Cyprus' First Stamps - Part II

When Mr. French arrived in Cyprus to accomplish his assignment to establish a postal service in Cyprus, he brought a supply of ordinary British stamps from the 1858 and 1879 issues for use in Cyprus.  The British stamps were made available for inland mail as well as mail destined abroad.  Post Offices were established in eight towns.  Each of the post offices was allotted a distinctive postmark consisting of a number in an oval of bars.  Larnaca was given 942; Nicosia 969; Kyrenia 975; Limasol 981; Baffo 981; Famagusta probably received 982; Polymedia D47; Army Headquarters' Camp D48.  The post office at Platres was assigned 098 although it never seems to have been put in use.  The Larnaca postmark was put in use as soon as the British stamps were put on sale in July, 1878, but the other marks were not used until later.

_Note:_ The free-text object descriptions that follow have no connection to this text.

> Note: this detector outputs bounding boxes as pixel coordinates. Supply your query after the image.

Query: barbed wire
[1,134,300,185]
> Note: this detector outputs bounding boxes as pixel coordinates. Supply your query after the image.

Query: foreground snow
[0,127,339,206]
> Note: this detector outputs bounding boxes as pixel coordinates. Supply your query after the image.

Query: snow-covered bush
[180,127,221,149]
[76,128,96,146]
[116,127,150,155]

At this time, a large variety of Turkish postal and fiscal stamps were in use on the island.  Postal officials were bewildered by the many varieties in use.  Further, forgeries from Smyrna were in use.  At last, the Financial Commissioner sought help and sent an extensive collection of the stamps in use to the General Post Office in London.  This action led to prohibition of the use of Turkish stamps in Cyprus and ultimately to printing distinctive stamps for the island.

In August, 1878, Sir Garner Wolesley, the High Commissioner wrote the Foreign Secretary and asked for a supply of stamps designed especially for Cyprus.  After further exchanges of mail, the High Commissioner agreed in May, 1879, with the Board of Inland Revenue that, as a temporary measure, British stamps overprinted CYPRUS would be used.

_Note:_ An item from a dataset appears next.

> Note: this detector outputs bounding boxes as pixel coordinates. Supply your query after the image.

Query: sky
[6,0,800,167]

The overprint was applied by De la Rue & Co.  The overprint is black.  The overprint on the ½d. is noticeable smaller than on the others.  The overprinted stamps reached Cyprus in September, 1879, but were not issued until February 5, 1880.  Six stamps were overprinted and the supply was expected to last two years.  Despite this plan, the ½d. was exhausted by February, 1881.  Some sheets of the 1d. were locally overprinted with HALF-PENNY or 30 PARAS to alleviate this shortage.  Several varieties of this local overprint exist.  All of these provisional overprints were superseded in July, 1881, by the issue of a definitive issue for Cyprus.

Posted August 17, 2000

Editor's Note:  I have willingly excerpted (almost plagiarized) this from Stamps Day By Day, L. N. and M Williams. Blandford Press Ltd, 1950.